Vom Nachbarn verprügelt
Ein 58-Jähriger rastet aus und schlägt einen Bekannten krankenhausreif. Vor Gericht will er davon nichts wissen
Sachbeschädigung, Körperverletzung, Freiheitsberaubung – die Vorwürfe gegen den Angeklagten vor dem Nördlinger Amtsgericht wiegen schwer. Doch der 58-Jährige aus dem südlichen Donau-Ries–Kreis möchte von alldem nichts wissen. „Das stimmt alles nicht“, sagt er gleich zu Beginn der Verhandlung: „Ich bin ein unbescholtener Bürger.“
An einem Nachmittag im Februar 2016 soll der Angeklagte zusammen mit einem 52-jährigen Bekannten aus der Nachbarschaft in seinem Haus Alkohol getrunken und sich unterhalten haben. Als das Gespräch dabei auf die Exfreundin des Angeklagten fiel, sei der Mann ausgerastet, berichtet das Opfer: „Plötzlich spürte ich, wie er mir mit einem stumpfen Gegenstand gegen den Kopf schlug.“Der 52-Jährige berichtet, er sei daraufhin zu Boden gefallen, doch der Angeklagte habe dennoch nicht von ihm abgelassen. „Ich war außer Gefecht.“Immer wieder habe der Mann ihn mit den Füßen getreten, bis seine linke Schulter gebrochen und mehrere Rippen angebrochen waren. Als der Angeklagte schließlich von ihm abließ, habe er sich mit letzter Kraft die Treppe hinunter gerettet. Um zu verhindern, dass sein Opfer entkommt, habe der Angeklagte die Haustüre verschlossen. Dann soll er die Uhr und eine Mütze des 52-Jährigen genommen und in den brennenden Schwedenofen geworfen haben. Anschließend soll der Mann sein Opfer über eine halbe Stunde lang auf der Toilette eingesperrt haben.

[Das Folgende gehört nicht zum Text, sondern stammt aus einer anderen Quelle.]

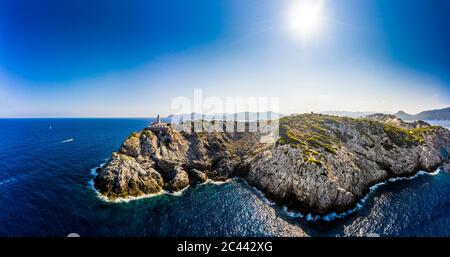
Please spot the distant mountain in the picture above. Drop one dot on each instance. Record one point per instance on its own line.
(240, 116)
(442, 114)
(347, 114)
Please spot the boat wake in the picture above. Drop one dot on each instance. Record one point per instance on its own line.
(333, 215)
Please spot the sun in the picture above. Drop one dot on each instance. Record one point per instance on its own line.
(305, 18)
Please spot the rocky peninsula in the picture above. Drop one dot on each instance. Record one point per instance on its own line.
(317, 164)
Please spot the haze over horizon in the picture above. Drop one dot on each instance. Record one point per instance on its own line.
(121, 59)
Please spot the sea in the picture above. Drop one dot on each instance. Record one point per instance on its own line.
(46, 172)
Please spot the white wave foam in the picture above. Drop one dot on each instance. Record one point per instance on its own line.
(91, 183)
(333, 215)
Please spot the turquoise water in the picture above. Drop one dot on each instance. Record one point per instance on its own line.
(45, 174)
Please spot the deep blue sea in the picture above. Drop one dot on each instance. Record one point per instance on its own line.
(45, 174)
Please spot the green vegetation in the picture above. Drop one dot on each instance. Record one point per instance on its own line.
(318, 134)
(134, 134)
(311, 134)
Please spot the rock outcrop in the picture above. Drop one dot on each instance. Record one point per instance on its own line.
(318, 164)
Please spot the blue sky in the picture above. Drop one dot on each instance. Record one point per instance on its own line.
(121, 58)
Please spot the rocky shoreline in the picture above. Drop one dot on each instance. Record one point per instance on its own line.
(319, 164)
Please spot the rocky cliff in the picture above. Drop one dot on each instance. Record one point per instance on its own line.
(318, 164)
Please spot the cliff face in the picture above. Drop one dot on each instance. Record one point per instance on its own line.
(319, 163)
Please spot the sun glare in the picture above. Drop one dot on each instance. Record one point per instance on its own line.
(305, 18)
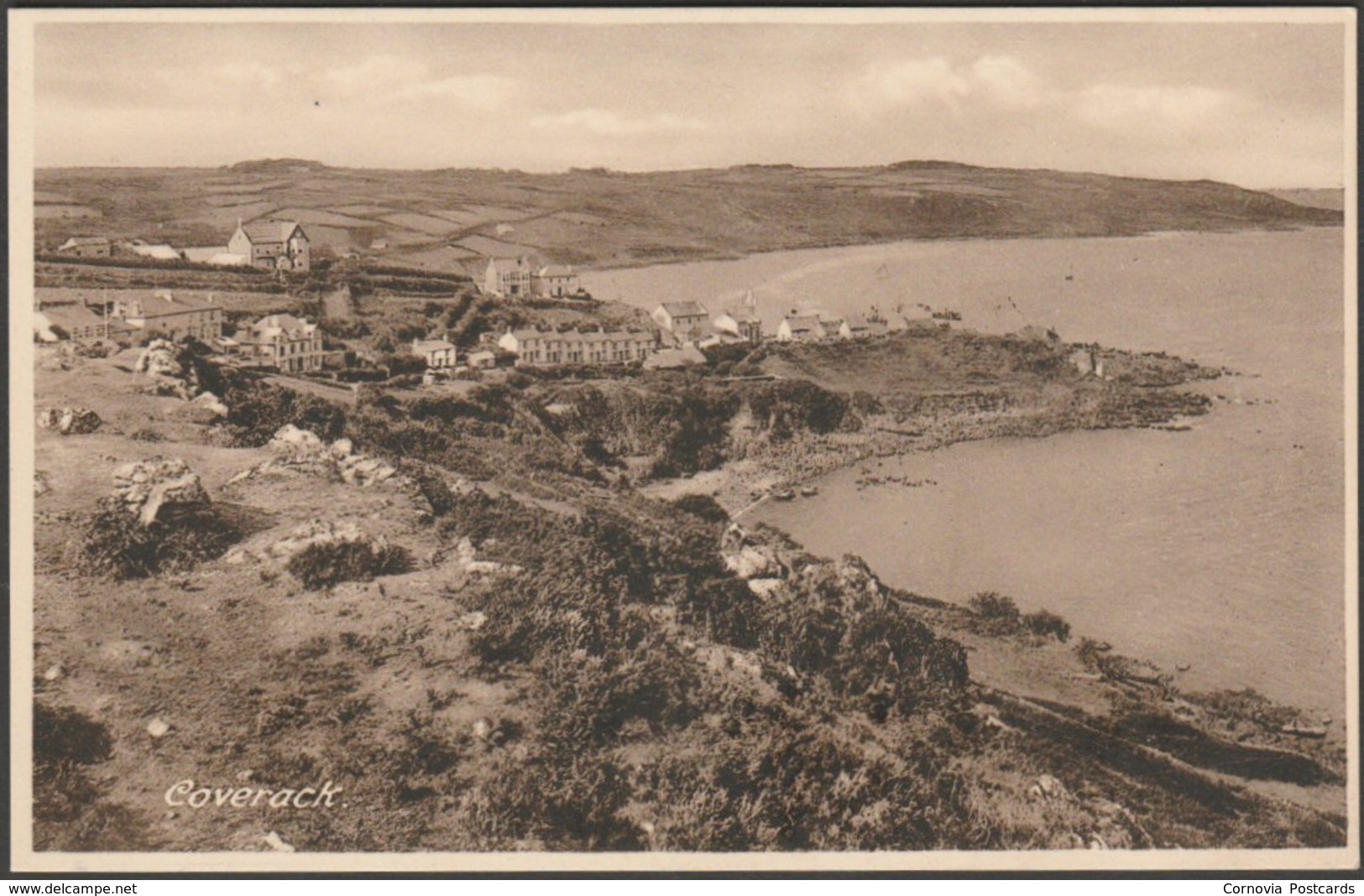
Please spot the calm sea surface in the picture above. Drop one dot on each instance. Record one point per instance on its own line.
(1221, 547)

Auch seine Exfreundin habe der Angeklagte einmal „über Stunden“eingesperrt, berichtet das Opfer. Beim Gespräch an jenem Tag im Februar habe er dem 58-Jährigen klar- machen wollen, dass die Frau seither nichts mehr von ihm wissen möchte. Daraufhin sei der Angeklagte ausgerastet.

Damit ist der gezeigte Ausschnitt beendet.